Putin, empeñado en la victoria militar, rechazó a los tres. Así que la semana pasada, tras mostrar a sus inquietos votantes que habían intentado hacer las paces, los tres líderes occidentales adoptaron una línea más dura en Kiev: Ucrania “debe poder de ganar”, declaró Macron. “Ucrania forma parte de la familia europea”, dijo Scholz. “El pueblo ucraniano defiende los valores de la democracia”, dijo Draghi.

Ninguno de los tres entregó lo que más deseaba Zelenskyy: nuevas armas. Pero sí respaldaron la solicitud de adhesión de Ucrania a la Unión Europea.

El principal impacto, sin embargo, fue una señal sorprendentemente firme para Putin de que el frente unido de Europa no se está desmoronando todavía. El presidente ruso respondió cortando inmediatamente el flujo de gas natural a Occidente, un recordatorio de que puede infligir dolor económico a sus vecinos cuando quiera.

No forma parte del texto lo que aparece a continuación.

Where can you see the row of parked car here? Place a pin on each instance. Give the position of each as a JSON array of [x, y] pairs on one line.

Los estadounidenses, incluido el presidente Joe Biden, lo tienen más fácil. No dependemos del gas natural ruso para calentar nuestros hogares. Y a nivel interno, la confrontación con Rusia ha producido un inusual consenso bipartidista: Los demócratas se alinearon detrás de la postura bélica de Biden; la mayoría de los republicanos también, excepto el ala más celosamente pro-Trump del Partido Republicano.

Sin embargo, incluso en Estados Unidos, la inflación erosionó el apoyo público a la guerra, aunque de forma menos dramática que en Europa. En abril, una encuesta de Associated Press encontró que la mayoría de los votantes estadounidenses pensaba que Estados Unidos debería imponer sanciones severas contra Rusia, incluso si eso significa un dolor económico para Estados Unidos. En mayo, la mayoría había cambiado; el 51% dijo que la principal prioridad debería ser limitar el daño a la economía estadounidense.

Como señaló el mes pasado Gideon Rachman, del Financial Times de Londres, la guerra en Ucrania se libra en tres frentes, y Occidente está implicado en los tres. “El primer frente es el propio campo de batalla”, escribió. “El segundo frente es el económico. El tercer frente es la batalla de voluntades”.

El mayor desafío en ese tercer frente puede llegar este otoño, cuando aumente la demanda de combustible para calefacción, cuando Putin encuentre nuevas formas de socavar la cohesión occidental y cuando Biden vuelva al Congreso para pedir miles de millones más de ayuda.

¿Podrán los líderes de Europa y de Estados Unidos reunir a sus pueblos para que soporten el sacrificio económico por el bien de Ucrania, o es una contienda que solo Putin puede ganar?

Doyle McManus es columnista de Los Angeles Times.